In order to solve the above problems, a high-viscosity material supply device according to the invention of claim 1 includes a main tank that stores the high-viscosity material, a main piston member that pressurizes the high-viscosity material in the main tank, A buffer tank that is integrally attached to the main piston member and stores the high-viscosity material, a buffer piston member that pressurizes the high-viscosity material in the buffer tank, and a communication path that connects the main tank and the buffer tank An open / close valve that opens and closes the communication path, a supply unit that supplies a high-viscosity material from the buffer tank, a main drive unit that drives the main piston member, and a sub-drive unit that drives the buffer piston member. It is characterized by having.
A high-viscosity material supply apparatus according to a second aspect of the invention is characterized in that, in the configuration of the first aspect, the communication passage is connected to the buffer tank through the main piston member.
A high-viscosity material supply device according to a third aspect of the present invention is the high-viscosity material supply device according to the first or second aspect, wherein the on-off valve allows only the flow of the communication path from the main tank side to the buffer tank side.

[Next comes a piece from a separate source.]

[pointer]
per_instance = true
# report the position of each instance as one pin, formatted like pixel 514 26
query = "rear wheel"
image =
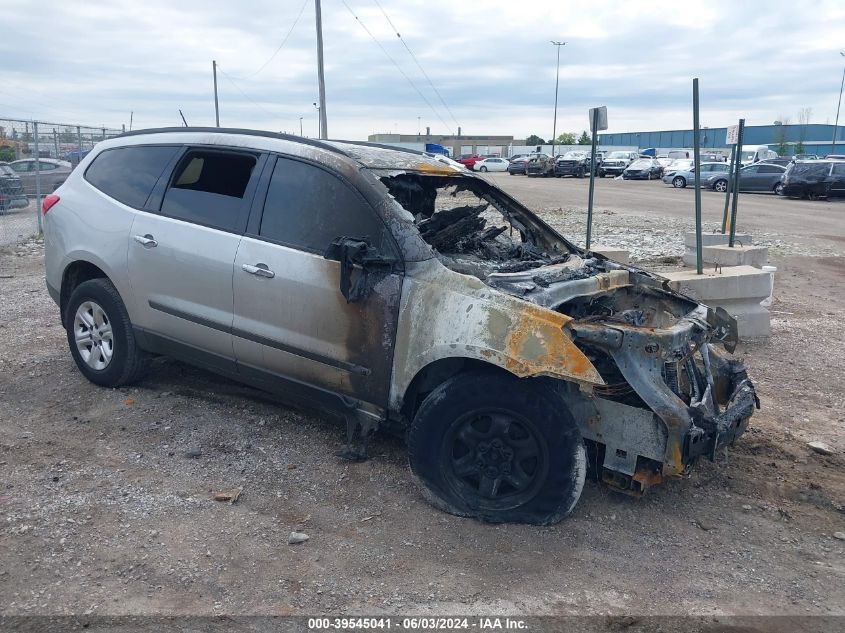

It is a stop valve.
A high-viscosity material supply device according to a fourth aspect of the present invention is the high-viscosity material supply device according to any one of the first to third aspects, wherein the main drive means and the sub drive means are cylinder devices, and the main drive means is a cylinder. The device is connected between the main tank side and the buffer piston member side, and the cylinder device as the sub driving means is connected between the main piston member side and the buffer piston member side. It is characterized by.
A high-viscosity material supply device according to a fifth aspect of the present invention is the high-viscosity material supply device according to any one of the first to third aspects, wherein the main driving means and the sub driving means are cylinder devices, and the main driving means is a cylinder. The apparatus is connected between the main tank side and the main piston member side, and the linder device as the sub driving means is connected between the main piston member side and the buffer piston member side. It is characterized by.

In the high-viscosity material supply device according to the first aspect of the invention, when the high-viscosity material is stored in the main tank, the on-off valve is opened and the high-viscosity material in the main tank is pressurized by the main piston member. The material is extruded into the buffer tank through the communication path, and the high-viscosity material is supplied from the buffer tank by the supply means. When the inside of the main tank becomes empty, the high-viscosity material is continuously supplied from the buffer tank by closing the on-off valve and pressurizing the high-viscosity material in the buffer tank with the buffer piston member. During this time, the main piston member is retracted to replenish the buffer tank with the high viscosity material. Thereby, even during replenishment of the high viscosity material, the supply of the high viscosity material can be continued. Since the high-viscosity material in the main tank is discharged through the buffer tank, the high-viscosity material does not stay, and deterioration of the high-viscosity material over time can be prevented. In addition, space can be saved by providing the buffer tank integrally with the main piston member.
According to the high-viscosity material supply apparatus according to the second aspect of the present invention, the communication path can be shortened.
According to the high-viscosity material supply device according to the invention of claim 3, when the high-viscosity material is stored in the main tank by using the check valve as the check valve, the high-viscosity material in the main tank Is pressurized by the main piston member, the check valve is opened, the high-viscosity material is pushed into the buffer tank through the communication passage, and the high-viscosity material can be supplied from the buffer tank by the supply means. In this case, the high-viscosity material in the buffer tank is pressurized by the buffer piston member, whereby the check valve is closed and the high-viscosity material can be continuously supplied from the buffer tank. Thus, since the check valve is automatically opened and closed according to the pressurization state of the main tank and the buffer tank, the operation of the on / off valve becomes unnecessary.
According to the high-viscosity material supply device of the fourth aspect of the invention, the cylinder device that is the main drive means moves the main piston member forward and backward relative to the main tank via the cylinder device that is the sub drive means. The cylinder device as the driving means directly moves the buffer piston member forward and backward with respect to the buffer tank.
According to the high-viscosity material supply device of the fifth aspect of the invention, the cylinder device that is the main drive means directly moves the main piston member forward and backward with respect to the main tank, and the cylinder device that is the sub drive means is directly Then, the buffer piston member is moved back and forth with respect to the buffer tank.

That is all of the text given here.